RIYADH (Reuters) - Hundreds of Saudi fighters who joined the insurgency in Iraq showed few signs of militancy before the U.S.-led overthrow of Saddam Hussein, according to a detailed study based on Saudi intelligence reports.

The study by the Washington-based Center for Strategic and International Studies (CSIS), obtained by Reuters on Sunday, also said Saudis made up just 350 of the 3,000-strong foreign insurgents in Iraq — fewer than many officials have assumed.

"Analysts and government officials in the U.S. and Iraq have overstated the size of the foreign element in the Iraqi insurgency, especially that of the Saudi contingent," it said.

Non-Iraqi militants made up less than 10 percent of the insurgents' ranks — perhaps even half that — the study said.

Most were motivated by "revulsion at the idea of an Arab land being occupied by a non-Arab country."

The study by Middle East analyst Anthony Cordesman and Saudi security adviser Nawaf Obaid may offer further fuel to critics who say that instead of weakening al Qaeda, the 2003 invasion of Iraq brought fresh recruits to Osama bin Laden's network.

It said Saudi Arabia had interrogated dozens of Saudi militants who either returned from Iraq or were caught at the border. "One important point was the number who insisted that they were not militants before the Iraq war," it said.

"The vast majority of Saudi militants who entered Iraq were not terrorist sympathizers before the war, and were radicalized almost exclusively by the coalition invasion," the study said.

Backing up their claim, 85 percent of those interrogated were not on any watch list of known militants, the study said. Most came from the west, south or center of Saudi Arabia, often from middle class families of prominent conservative tribes.

Many were well-educated and had jobs and all of them were Sunni Muslims, the study said. Majority Sunnis in Saudi Arabia are troubled by the emergency of Iraq's Shi'ite majority.



mactastic
Sep 19, 2005, 01:06 PM
I think I've seen this posted here before, but it's not a bad idea to bring this up now and then. It bears repeating that we are fighting people who didn't hate us prior to our ill-advised crusade in Iraq. However, now we have earned their hatred for life, and if they die the family probably hates us as well.

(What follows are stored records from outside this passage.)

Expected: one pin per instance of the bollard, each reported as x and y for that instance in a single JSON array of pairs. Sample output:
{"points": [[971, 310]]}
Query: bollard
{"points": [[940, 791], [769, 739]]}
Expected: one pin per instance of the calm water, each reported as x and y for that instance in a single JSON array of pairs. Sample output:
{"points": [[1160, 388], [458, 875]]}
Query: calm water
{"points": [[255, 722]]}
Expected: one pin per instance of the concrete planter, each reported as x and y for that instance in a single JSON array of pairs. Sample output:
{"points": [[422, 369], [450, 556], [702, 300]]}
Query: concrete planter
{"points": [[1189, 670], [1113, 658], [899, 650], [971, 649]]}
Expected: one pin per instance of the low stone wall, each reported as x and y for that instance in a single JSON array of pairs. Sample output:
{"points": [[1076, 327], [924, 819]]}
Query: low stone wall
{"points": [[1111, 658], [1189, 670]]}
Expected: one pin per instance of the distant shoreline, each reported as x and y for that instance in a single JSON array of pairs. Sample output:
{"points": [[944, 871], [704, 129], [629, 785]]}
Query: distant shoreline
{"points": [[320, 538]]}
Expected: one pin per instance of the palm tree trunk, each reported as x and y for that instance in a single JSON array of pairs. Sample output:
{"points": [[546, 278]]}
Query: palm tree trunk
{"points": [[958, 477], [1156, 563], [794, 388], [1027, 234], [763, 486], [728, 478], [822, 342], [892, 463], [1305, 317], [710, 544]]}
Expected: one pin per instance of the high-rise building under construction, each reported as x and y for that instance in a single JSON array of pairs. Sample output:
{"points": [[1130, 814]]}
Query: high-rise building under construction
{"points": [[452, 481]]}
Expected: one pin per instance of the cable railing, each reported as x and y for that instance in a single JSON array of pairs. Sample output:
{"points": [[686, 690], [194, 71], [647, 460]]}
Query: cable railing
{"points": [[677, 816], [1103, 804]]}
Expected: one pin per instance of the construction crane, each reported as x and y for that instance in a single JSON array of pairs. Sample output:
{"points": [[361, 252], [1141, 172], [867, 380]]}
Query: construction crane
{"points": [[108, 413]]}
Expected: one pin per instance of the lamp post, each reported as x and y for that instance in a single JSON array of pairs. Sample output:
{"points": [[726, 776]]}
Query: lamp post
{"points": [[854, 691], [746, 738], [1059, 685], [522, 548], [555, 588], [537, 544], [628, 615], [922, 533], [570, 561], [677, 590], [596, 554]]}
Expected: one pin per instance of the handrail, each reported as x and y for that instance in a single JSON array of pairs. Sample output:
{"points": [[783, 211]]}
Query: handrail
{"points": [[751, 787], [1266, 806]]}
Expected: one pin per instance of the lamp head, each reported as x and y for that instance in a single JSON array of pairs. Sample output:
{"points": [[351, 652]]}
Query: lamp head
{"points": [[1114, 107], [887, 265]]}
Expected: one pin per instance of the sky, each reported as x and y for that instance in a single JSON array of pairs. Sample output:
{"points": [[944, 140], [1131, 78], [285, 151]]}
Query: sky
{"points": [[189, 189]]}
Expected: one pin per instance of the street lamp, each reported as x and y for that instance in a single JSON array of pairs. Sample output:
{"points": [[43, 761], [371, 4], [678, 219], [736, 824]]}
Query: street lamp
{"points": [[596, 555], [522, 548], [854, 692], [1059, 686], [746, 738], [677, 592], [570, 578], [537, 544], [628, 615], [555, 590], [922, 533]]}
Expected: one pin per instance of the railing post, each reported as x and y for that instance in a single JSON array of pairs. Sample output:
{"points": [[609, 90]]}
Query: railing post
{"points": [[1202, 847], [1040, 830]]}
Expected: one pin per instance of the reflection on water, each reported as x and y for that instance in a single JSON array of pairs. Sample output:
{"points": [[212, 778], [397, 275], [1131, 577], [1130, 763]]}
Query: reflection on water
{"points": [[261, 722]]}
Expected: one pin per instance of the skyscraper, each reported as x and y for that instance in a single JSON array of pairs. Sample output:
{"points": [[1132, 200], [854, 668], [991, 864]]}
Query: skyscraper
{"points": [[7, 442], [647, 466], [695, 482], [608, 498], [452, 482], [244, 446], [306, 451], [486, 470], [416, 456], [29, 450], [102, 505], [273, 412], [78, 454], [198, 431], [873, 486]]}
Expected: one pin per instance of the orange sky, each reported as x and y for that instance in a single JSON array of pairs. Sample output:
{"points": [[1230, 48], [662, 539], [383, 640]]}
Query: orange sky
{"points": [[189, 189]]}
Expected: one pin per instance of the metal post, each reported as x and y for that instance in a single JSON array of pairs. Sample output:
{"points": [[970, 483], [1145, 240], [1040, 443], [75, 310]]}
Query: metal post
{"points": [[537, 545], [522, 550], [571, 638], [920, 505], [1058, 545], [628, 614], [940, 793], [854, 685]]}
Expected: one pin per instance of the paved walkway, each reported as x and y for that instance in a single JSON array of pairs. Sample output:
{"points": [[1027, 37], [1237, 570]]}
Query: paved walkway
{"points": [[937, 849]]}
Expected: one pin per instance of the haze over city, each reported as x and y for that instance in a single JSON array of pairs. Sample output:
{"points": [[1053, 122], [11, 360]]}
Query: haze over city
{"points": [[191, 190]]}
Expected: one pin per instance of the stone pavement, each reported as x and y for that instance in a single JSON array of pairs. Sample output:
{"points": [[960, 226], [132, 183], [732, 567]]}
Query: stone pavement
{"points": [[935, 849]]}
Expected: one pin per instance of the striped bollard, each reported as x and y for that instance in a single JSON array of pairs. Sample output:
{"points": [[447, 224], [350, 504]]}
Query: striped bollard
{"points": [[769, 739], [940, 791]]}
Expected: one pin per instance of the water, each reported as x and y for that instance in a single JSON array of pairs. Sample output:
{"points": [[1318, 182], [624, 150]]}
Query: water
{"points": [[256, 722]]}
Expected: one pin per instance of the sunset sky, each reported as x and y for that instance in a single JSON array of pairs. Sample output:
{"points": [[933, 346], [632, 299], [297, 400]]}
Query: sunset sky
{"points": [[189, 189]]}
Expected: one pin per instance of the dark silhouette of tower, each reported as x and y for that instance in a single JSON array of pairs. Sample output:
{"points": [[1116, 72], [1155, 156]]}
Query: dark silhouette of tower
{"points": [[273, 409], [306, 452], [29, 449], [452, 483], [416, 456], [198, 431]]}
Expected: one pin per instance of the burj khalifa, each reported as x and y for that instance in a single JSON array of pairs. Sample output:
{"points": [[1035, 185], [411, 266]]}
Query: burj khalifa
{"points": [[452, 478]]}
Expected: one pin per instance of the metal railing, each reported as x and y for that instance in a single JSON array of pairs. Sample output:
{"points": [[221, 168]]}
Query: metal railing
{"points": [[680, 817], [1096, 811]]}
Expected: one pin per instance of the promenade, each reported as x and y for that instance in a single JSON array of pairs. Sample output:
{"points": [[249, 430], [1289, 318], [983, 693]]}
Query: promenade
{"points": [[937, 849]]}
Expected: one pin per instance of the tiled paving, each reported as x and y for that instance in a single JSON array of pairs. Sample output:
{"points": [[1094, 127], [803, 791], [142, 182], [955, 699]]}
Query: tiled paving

When Bush says we're fighting the terrorists over there so we don't have to fight them here -- it's a lie.

solvs
Sep 19, 2005, 04:37 PM
When Bush says we're fighting the terrorists over there so we don't have to fight them here -- it's a lie.
I'll bet Rummie is regretting saying that for every terrorist we kill, we create 5 more. I'm more amazed every day at the shear incompetance of this administration and the fact that they were re-elected after so many failures. If the election was held this November, Nader could beat Bush.

Of course, a lot of us have been saying this type of thing for years, that we're just making things worse. The fact that we're still there should be telling us something isn't right.